Suppose that you are a professor teaching a new machine-learning course at KTH, where the grading is composed of timed quizzes and coding assignments. Since the course is given for the first time, you are wondering whether you managed to strike a good balance in the first coding assignment. Let’s investigate!
At first, we have no idea what the distribution of these scores looks like. If the lecture notes sufficiently prepared students regardless of their backgrounds and the assessment tells students apart in a meaningful way, then the score distribution should be wide, with a single mode (i.e., peak).

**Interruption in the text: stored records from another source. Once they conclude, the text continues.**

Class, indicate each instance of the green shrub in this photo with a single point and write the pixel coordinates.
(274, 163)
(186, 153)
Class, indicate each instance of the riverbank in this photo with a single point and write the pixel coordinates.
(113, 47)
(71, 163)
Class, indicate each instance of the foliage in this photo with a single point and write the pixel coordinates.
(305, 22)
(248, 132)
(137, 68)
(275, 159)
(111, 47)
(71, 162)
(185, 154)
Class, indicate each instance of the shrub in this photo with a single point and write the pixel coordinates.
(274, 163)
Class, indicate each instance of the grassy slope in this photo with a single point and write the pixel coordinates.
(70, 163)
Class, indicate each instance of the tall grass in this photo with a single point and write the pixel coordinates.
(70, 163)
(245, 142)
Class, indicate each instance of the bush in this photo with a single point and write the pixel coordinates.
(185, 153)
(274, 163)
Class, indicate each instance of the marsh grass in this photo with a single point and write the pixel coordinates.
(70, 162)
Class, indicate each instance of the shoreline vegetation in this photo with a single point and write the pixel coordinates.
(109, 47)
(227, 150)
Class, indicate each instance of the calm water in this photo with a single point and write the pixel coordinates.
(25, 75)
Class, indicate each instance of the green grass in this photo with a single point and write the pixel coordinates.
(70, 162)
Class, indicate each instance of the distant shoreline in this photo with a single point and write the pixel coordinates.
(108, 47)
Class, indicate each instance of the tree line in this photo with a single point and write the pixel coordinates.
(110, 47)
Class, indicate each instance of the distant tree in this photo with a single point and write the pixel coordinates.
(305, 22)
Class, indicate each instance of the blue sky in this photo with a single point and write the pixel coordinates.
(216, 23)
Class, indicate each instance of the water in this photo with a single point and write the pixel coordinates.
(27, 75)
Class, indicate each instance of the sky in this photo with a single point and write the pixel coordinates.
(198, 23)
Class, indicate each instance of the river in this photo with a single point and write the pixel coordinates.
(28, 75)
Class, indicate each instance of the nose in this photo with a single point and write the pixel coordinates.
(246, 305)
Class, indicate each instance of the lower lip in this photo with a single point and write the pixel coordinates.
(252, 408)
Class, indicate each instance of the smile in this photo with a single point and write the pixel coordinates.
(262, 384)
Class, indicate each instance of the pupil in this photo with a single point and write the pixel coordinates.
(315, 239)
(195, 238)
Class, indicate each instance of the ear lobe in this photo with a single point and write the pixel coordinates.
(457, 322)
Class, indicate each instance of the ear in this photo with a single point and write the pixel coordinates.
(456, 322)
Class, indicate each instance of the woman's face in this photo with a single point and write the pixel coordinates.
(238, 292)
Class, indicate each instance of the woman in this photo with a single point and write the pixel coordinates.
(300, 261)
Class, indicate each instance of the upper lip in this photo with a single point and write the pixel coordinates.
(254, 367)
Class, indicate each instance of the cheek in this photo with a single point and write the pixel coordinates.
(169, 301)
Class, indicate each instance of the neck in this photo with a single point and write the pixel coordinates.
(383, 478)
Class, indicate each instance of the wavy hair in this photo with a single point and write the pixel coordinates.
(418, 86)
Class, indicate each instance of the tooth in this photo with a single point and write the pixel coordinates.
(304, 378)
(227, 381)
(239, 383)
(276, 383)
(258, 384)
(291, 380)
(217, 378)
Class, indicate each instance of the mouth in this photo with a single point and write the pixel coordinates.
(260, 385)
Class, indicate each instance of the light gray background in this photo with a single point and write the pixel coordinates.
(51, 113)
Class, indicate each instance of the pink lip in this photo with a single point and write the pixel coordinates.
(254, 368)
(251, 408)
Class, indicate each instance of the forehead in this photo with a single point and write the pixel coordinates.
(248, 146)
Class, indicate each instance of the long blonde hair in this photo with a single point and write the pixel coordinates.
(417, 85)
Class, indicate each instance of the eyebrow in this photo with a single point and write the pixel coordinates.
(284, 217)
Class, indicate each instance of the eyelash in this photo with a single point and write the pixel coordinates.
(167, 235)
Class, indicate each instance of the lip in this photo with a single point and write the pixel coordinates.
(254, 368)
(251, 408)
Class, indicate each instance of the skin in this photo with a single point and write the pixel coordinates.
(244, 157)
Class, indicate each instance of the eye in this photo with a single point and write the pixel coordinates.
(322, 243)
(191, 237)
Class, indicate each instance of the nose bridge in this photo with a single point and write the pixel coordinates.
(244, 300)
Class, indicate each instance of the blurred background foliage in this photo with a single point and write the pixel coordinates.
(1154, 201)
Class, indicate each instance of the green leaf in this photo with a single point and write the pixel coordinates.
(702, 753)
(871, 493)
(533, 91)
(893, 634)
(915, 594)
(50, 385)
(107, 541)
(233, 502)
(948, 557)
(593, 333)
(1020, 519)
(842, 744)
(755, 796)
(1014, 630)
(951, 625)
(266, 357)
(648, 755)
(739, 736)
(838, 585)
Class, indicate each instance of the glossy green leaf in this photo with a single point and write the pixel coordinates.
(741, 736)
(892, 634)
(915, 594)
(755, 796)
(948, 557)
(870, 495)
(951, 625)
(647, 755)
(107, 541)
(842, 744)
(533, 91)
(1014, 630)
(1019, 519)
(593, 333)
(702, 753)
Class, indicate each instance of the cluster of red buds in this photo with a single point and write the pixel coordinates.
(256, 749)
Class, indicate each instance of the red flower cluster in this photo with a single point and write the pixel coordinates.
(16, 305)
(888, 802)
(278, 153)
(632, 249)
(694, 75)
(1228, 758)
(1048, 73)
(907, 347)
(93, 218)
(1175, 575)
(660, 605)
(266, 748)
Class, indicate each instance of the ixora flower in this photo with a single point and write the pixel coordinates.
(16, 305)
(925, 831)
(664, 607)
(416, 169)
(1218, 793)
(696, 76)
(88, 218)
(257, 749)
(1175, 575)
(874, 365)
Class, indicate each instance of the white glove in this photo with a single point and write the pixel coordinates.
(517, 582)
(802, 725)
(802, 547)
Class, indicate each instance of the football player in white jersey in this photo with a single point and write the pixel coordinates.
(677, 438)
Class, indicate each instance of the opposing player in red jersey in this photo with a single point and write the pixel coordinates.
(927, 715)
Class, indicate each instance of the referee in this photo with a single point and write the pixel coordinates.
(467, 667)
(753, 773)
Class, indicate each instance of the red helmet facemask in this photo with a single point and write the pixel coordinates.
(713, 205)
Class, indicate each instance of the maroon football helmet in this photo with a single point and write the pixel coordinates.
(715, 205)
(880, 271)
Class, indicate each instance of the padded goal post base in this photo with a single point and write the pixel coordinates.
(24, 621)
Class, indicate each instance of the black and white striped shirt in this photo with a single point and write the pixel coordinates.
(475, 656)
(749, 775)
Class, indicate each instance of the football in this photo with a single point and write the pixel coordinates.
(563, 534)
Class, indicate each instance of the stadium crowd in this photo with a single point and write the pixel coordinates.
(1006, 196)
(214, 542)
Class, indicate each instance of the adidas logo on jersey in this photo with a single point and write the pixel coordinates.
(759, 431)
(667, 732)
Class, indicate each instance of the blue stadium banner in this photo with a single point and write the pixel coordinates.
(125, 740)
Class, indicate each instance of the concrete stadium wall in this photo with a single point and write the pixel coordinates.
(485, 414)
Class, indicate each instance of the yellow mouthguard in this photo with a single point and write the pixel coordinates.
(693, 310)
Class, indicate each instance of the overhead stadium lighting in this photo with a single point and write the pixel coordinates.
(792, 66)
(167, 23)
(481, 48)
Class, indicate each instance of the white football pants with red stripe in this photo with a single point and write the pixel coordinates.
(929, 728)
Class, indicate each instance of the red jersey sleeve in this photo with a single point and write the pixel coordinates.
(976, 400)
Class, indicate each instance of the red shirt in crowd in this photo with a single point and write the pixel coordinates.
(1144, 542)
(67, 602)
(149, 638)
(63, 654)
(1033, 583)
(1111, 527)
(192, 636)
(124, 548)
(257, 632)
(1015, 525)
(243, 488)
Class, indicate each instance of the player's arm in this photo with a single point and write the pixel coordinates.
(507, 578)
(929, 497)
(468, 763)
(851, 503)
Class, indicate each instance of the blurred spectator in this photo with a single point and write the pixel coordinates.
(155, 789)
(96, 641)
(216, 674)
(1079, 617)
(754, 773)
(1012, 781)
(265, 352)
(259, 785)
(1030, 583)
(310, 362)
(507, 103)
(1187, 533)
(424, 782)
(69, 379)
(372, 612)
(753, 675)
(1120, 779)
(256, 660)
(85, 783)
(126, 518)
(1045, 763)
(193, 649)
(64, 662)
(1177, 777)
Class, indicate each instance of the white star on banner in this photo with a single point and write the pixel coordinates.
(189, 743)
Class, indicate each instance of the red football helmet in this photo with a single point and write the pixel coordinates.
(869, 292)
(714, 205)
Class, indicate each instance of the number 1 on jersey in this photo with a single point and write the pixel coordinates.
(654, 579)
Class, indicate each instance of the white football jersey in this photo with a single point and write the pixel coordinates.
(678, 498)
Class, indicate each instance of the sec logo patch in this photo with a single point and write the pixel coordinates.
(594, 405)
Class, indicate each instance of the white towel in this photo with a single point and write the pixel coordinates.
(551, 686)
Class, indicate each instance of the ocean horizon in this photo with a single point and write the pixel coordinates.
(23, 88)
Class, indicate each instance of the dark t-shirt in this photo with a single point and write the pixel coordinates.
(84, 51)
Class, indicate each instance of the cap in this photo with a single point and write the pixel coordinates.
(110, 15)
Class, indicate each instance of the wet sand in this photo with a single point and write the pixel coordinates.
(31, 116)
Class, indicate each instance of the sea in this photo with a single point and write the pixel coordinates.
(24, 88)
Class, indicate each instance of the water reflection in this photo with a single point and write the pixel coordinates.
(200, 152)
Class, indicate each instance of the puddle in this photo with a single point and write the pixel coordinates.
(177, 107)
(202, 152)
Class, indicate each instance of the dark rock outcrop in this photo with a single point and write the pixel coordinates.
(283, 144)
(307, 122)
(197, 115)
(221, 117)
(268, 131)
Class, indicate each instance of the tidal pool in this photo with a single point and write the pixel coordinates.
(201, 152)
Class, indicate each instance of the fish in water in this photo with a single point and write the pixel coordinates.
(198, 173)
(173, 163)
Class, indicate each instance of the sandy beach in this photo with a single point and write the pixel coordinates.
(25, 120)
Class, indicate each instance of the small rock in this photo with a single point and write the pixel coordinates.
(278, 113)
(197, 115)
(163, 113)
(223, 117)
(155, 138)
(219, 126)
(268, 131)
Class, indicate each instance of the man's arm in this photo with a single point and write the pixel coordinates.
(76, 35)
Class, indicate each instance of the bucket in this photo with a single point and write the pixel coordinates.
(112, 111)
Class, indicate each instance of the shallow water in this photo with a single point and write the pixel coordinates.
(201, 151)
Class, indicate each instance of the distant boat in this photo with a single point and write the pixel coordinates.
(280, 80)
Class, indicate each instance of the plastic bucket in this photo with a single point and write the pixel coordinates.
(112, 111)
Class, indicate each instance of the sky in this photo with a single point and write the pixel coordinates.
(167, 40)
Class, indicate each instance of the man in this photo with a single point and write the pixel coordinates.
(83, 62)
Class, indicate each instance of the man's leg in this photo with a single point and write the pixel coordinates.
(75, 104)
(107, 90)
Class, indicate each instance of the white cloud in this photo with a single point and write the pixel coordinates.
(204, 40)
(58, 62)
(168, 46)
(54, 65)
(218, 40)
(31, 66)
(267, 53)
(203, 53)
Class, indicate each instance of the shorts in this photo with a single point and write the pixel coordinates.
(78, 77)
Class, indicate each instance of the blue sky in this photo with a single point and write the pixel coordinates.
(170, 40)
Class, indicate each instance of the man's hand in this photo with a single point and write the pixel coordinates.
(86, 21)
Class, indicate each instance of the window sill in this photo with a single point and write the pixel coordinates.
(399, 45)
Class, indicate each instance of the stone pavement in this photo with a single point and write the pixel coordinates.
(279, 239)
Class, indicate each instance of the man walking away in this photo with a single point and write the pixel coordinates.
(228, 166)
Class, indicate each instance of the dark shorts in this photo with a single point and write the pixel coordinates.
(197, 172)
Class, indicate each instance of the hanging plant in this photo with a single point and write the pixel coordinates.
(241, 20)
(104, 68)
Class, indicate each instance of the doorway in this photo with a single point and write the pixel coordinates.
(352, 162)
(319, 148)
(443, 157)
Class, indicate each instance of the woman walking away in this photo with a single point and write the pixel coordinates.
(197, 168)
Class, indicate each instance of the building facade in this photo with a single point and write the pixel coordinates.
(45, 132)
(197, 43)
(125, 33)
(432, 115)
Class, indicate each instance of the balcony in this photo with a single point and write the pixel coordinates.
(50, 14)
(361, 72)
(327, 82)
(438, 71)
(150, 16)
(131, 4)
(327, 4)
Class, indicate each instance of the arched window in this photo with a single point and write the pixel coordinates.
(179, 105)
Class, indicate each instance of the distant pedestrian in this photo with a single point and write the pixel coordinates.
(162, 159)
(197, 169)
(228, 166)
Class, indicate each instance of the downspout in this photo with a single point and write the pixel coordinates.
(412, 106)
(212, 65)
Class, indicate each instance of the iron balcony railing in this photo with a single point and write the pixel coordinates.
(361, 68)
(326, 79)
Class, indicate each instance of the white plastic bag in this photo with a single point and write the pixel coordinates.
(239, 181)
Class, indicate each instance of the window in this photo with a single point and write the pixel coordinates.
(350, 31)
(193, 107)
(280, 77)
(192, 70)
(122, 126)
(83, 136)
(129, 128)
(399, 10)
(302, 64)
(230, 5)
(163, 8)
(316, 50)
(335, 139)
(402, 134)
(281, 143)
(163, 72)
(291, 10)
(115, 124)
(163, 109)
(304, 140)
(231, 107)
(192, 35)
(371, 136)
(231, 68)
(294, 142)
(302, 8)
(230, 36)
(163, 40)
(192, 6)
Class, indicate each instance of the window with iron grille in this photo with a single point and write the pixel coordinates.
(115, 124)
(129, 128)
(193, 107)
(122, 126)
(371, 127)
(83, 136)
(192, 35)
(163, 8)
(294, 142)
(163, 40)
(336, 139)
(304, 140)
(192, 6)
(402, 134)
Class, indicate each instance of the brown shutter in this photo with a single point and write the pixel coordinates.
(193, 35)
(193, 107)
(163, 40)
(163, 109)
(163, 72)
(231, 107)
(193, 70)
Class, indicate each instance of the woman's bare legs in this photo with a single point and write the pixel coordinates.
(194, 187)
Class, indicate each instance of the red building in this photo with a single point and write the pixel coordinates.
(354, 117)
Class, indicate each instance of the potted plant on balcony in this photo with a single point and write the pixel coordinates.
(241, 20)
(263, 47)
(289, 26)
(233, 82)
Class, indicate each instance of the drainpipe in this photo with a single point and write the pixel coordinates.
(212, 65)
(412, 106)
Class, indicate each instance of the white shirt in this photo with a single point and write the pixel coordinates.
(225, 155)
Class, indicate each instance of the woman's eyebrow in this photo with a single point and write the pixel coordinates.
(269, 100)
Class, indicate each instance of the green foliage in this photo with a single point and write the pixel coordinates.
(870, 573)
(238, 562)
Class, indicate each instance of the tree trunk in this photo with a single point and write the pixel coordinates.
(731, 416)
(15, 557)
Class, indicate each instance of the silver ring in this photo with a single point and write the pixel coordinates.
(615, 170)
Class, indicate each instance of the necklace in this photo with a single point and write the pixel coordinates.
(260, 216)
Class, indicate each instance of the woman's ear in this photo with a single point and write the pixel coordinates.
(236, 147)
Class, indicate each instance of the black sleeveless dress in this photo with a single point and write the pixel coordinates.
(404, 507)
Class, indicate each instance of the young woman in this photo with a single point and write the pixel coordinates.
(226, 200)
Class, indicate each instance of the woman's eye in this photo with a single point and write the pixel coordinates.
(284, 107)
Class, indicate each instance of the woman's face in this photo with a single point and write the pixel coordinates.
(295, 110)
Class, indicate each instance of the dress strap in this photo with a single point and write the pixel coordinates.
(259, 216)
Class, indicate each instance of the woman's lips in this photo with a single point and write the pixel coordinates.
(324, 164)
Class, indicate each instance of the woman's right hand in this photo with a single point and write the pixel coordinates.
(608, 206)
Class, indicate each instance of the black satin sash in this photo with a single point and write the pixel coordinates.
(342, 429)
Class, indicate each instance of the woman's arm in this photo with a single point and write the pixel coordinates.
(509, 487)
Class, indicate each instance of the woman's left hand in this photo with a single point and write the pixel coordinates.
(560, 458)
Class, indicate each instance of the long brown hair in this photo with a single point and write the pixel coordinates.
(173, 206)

However, if (say) only students with a strong programming background could keep up, then they might form a peak at the higher end, distinct from the other students.
We might be tempted to fit a Gaussian to this data, or perhaps a simple GMM, but it is not clear if such an approach will be a able to offer good description of the shape of the underlying distribution that the data came from.
Instead of assuming a specific parametric form for our model, we turn to nonparametric probabilistic approaches, which are designed to (at least in theory) be able to adapt to any possible shape that the data distribution may have. The nonparametric methods we will cover are typically used for explorative analysis and visualisation, rather than solving complex density-estimation problems.